Cut
If you haven't noticed, I don't stay friends with people longer than five years. The reason is simple. I have a tendency to swallow my rage. I can, apparently, ingest years of it without much upset, but then without warning I hit the breaking point usually somewhere between 3-5 years. And once that point hits, there is no going back. What happens then is simple, the person stops existing for me. I've done this with entire groups of people and with such frequency I might even be able to label a lifestyle choice. To the person on the other side, this is often a surprising revelation. The Buddhist learned this the "hard way" this May as did Rabid. Remember them? Used to be they got a lot of coverage here and then suddenly gone.

I'm not the only writer who operates this way-Philip Roth's ex-wife Claire Bloom had similar complaints about him. And for those who think I've exposed them here they might contemplate the humiliation Philip has visited upon his ex-wife and her daughter or for that matter what David Sedaris has visited upon his entire family, former roommates, and Macy's.

I've tried my best to protect people in the past.
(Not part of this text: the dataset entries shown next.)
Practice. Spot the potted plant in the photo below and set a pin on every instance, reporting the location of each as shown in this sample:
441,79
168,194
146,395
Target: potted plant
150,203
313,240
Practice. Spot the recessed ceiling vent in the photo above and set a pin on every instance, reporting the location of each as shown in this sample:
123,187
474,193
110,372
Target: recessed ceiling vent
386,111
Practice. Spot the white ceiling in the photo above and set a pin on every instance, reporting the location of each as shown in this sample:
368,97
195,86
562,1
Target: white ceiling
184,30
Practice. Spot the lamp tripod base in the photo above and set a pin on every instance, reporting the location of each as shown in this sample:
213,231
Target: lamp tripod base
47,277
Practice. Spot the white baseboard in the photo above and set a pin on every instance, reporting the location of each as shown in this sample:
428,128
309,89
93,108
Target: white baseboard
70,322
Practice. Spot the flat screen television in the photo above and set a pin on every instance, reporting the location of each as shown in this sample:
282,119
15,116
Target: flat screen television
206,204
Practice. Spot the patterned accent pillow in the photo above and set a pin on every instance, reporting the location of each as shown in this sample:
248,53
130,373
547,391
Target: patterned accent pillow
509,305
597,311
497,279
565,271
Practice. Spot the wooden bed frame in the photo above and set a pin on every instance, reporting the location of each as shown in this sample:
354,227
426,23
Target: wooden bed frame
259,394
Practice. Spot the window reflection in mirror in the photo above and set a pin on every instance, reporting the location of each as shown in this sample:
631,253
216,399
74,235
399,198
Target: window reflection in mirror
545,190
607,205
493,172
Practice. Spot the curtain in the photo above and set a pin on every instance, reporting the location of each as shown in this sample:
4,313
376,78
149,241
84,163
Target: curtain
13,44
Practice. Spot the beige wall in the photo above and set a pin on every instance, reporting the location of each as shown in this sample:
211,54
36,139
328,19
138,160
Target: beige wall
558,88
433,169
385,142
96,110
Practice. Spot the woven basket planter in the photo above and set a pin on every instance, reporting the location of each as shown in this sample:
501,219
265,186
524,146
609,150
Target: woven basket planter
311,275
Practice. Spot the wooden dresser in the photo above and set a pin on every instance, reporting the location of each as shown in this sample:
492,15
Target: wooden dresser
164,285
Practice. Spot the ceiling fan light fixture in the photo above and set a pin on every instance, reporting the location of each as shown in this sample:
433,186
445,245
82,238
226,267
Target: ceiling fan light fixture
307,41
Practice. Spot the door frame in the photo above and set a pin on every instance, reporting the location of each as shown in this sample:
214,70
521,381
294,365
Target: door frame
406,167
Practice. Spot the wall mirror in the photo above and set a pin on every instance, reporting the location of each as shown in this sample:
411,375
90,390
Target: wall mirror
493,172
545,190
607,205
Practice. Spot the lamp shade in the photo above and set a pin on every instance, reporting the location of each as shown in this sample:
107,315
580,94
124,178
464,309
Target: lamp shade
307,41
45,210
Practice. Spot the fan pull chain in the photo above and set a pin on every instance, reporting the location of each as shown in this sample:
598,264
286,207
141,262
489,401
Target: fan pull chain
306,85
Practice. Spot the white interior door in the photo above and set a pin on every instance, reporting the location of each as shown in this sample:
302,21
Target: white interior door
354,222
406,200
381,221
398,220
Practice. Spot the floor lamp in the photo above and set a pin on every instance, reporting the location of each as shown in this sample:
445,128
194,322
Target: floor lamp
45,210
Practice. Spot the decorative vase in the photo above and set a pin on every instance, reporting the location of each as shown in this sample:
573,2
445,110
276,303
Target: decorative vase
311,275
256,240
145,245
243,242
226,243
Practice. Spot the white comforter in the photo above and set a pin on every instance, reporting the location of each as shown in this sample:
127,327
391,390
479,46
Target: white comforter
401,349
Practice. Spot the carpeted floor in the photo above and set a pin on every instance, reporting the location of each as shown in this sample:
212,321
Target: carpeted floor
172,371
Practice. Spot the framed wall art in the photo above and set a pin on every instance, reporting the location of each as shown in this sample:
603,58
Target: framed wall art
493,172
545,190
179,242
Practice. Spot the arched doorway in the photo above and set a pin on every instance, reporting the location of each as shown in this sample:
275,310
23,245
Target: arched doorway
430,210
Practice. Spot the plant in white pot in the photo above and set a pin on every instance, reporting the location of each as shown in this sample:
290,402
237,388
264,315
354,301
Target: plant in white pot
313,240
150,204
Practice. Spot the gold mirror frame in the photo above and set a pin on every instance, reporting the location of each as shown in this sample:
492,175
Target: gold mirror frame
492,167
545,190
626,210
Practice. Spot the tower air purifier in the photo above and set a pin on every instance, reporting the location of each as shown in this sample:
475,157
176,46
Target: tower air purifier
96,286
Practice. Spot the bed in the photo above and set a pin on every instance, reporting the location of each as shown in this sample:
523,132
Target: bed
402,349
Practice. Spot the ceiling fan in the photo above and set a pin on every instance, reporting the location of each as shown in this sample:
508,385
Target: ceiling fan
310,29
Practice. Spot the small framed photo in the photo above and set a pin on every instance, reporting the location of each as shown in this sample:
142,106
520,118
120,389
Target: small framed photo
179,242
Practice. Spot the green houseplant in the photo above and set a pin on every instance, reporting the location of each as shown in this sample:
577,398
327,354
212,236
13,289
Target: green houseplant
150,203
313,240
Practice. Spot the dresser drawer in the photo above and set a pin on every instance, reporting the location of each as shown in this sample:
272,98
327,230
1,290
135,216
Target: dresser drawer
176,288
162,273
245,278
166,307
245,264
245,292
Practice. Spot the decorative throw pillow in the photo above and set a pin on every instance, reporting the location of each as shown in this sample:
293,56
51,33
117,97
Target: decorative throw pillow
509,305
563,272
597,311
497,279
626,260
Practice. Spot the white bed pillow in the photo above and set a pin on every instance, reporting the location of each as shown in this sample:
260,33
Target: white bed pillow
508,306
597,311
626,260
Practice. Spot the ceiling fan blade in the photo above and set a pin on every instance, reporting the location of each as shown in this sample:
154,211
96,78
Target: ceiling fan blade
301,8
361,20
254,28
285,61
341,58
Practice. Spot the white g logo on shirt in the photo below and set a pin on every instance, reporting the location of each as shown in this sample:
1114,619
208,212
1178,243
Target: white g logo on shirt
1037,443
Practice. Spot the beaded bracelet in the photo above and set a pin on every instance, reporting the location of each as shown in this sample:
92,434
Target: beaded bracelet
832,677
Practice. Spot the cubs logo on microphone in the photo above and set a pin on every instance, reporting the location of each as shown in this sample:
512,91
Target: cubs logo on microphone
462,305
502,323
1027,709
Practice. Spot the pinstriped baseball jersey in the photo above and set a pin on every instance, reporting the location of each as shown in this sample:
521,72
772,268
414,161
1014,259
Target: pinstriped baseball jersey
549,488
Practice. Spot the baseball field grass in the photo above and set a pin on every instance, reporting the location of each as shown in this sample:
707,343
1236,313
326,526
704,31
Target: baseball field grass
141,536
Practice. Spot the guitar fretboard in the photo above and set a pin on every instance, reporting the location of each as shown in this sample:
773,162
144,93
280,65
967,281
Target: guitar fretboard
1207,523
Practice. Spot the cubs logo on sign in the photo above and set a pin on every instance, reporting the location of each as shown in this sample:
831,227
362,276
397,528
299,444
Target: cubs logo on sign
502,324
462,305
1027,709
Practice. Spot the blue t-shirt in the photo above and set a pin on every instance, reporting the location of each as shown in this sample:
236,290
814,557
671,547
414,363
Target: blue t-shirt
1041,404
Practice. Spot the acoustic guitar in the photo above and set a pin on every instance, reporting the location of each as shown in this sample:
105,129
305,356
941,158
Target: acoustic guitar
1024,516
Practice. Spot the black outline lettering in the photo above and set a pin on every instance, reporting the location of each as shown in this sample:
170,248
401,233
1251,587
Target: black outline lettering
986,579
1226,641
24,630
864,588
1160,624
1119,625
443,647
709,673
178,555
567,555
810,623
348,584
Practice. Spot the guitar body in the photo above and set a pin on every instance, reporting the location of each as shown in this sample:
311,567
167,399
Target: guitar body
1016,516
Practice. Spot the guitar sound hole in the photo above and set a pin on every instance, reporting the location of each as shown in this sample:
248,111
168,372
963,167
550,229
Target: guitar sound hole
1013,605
I've not blogged about events, I've used pseudonyms, I've changed details all the name of trying to minimize damage,but I've learned from the past when I have sacrificed my own expression for others that it never turns out well anyway and once you start listening to their demands, it never ends. If I worried about causing offense or upsetting people I'd never get up in the morning nevermind blog. And so I've learned to write here what I want to write and try to protect when possible, but if it is not possible accept the loss. For that expression I've not only exposed my friends, family, co-workers, but myself. And I've lost long term friends, lovers, and god knows who else as a result.

And I can live with that.

I'll say this, I never intended for people I knew in real life to find out about the blog. The blog was supposed to be about writing and expressing myself not a gossip column-why people who know me in real life would want to read this is beyond me-and if it wasn't for the blogathon and all the hard work people like Blogmonkey and Kiss Kiss have put into this blog, I would shut it down right now and open it up at some other URL. I may very well do so yet, but not before the blogathon. Finally, I have protected all of those I've written about with pseudonyms, I expect those of you who know me in real life to respect me in kind.

And for those of you who threaten me and insult my regular readers, I haven't threatened you and for you to cast your insults on those who read me when clearly it me you take issue with is unacceptable. Your comments will not be tolerated. As Snowball says in one of her more recent posts, this is not a democracy and so I feel completely comfortable deleting comments and banning ISPs at will.

Now I'm going to go get fucking drunk and forget about the lot of you.